Supply Chain Crisis: What Cleaning Professionals Need to Know
Contributed by AFFLINK
According to the New York Federal Reserve’s May 2022 global supply chain pressure index, global supply chain issues are likely to worsen before they get better.
This may also cause prices for many commodities, including those used in cleaning and packaging to escalate.
Because of this, Michael Wilson, senior vice president of marketing for AFFLINK, a leader in supply chain and strategic procurement services, is explaining to AFFLINK members and end-customers how this situation developed and when it may ease up.
Here are his key points:
How did we get into this mess?
Just-in-time manufacturing is one reason. Typically, firms purchase as much inventory as they need for the short term. This keeps costs low but doesn’t leave any room for supply interruptions.
Are some industries experiencing more disruption than others?
The semiconductor industry has been most impacted. But because semiconductors are used in so many products, it has a ripple effect, producing shortages in everything from cars to toasters. The cleaning and packaging industries have been impacted, but not as seriously as other industries.
Can we fix this by producing more goods in the U.S.?
Absolutely, and it’s happening now. It’s called “reshoring.” It started before the current situation but has increased considerably during the past year.
What impact have the pandemic and the Ukraine war had on the supply chain interruptions?
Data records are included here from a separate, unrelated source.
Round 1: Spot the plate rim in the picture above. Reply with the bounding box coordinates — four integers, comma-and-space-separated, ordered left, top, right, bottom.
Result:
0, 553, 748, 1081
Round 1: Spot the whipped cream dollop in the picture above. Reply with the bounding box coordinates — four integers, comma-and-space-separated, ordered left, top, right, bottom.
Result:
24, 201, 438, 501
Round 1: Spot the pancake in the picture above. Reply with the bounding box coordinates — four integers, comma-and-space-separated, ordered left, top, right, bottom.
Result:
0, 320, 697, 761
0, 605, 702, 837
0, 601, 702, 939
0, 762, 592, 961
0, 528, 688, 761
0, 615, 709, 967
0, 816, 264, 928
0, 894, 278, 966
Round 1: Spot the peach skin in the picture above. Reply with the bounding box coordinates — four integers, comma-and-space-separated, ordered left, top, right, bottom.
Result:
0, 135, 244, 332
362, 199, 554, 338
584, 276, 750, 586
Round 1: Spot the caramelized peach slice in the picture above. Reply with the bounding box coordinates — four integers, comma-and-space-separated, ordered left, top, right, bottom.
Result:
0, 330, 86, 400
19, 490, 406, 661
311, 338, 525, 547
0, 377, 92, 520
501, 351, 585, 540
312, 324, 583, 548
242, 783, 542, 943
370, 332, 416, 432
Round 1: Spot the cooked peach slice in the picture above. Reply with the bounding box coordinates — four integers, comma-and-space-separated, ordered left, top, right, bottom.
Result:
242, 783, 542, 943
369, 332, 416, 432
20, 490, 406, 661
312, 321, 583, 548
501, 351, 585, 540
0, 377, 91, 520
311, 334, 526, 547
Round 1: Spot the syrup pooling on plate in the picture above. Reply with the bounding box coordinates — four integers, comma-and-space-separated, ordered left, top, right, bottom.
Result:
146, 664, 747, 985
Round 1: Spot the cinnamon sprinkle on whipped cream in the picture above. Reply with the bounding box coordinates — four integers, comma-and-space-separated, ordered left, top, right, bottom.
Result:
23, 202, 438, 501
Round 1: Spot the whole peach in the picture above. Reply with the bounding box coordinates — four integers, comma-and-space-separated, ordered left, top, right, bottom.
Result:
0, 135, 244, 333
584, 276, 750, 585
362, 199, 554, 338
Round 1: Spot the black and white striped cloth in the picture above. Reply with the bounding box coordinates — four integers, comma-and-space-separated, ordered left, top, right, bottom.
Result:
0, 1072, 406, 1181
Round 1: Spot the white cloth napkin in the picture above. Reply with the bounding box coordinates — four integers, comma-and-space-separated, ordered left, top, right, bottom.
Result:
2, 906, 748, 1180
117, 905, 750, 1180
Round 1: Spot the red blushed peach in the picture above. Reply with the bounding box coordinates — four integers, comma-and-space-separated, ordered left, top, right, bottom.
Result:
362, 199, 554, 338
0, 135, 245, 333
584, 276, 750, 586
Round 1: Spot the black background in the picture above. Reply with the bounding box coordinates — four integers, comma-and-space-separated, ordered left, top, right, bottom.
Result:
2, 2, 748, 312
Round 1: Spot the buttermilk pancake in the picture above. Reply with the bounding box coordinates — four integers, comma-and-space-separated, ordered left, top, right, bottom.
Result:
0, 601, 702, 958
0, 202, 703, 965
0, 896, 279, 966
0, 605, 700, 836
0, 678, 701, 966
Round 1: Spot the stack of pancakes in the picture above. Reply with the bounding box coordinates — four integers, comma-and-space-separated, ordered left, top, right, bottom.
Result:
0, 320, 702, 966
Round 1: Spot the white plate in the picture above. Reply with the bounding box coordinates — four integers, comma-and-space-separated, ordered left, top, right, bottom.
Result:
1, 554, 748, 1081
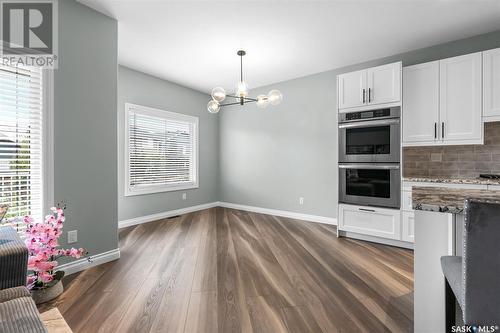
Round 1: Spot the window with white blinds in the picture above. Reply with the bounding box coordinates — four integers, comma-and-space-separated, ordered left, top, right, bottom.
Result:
125, 104, 198, 196
0, 64, 44, 225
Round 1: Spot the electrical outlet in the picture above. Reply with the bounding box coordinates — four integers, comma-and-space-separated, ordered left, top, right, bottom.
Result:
299, 197, 304, 205
182, 193, 187, 200
68, 230, 77, 244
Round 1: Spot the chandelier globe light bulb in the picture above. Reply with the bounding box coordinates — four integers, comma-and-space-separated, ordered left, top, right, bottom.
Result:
211, 87, 226, 102
207, 100, 220, 113
256, 95, 269, 108
267, 89, 283, 105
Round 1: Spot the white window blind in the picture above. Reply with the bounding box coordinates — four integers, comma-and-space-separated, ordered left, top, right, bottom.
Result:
125, 104, 198, 196
0, 63, 44, 225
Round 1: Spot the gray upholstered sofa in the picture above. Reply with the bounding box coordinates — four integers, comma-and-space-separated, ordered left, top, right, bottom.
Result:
0, 225, 47, 333
441, 199, 500, 329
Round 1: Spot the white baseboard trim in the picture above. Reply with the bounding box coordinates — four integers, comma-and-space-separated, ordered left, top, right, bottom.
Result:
56, 248, 121, 276
218, 201, 337, 225
338, 230, 413, 250
118, 202, 219, 229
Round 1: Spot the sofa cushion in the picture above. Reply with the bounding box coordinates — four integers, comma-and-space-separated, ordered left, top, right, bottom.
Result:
0, 296, 47, 333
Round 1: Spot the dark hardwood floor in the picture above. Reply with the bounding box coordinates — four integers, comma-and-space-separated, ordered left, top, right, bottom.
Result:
40, 207, 414, 333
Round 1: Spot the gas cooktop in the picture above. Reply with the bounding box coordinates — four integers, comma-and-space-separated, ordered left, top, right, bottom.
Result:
479, 174, 500, 179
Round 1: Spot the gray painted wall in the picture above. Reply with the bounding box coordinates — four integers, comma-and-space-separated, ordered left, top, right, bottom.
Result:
55, 0, 118, 256
117, 66, 219, 222
219, 30, 500, 219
Both have had a significant impact. But what we have learned is of greater importance. We realize now how interdependent the world is regarding supplies. A disruption in one area of the world can cause disruption in virtually all areas of the world.
What is “China plus one?”
Many manufacturers get supplies from just one country, China. Now, they realize they need an alternative source should suppliers in China experience a shortage or shutdown. This is called China plus one.
When do you see us getting through this?
There is no magic bullet to solve the supply chain problems quickly. Manufacturers are investing heavily in addressing the challenges, but the best prediction is that things will ease up in late 2023.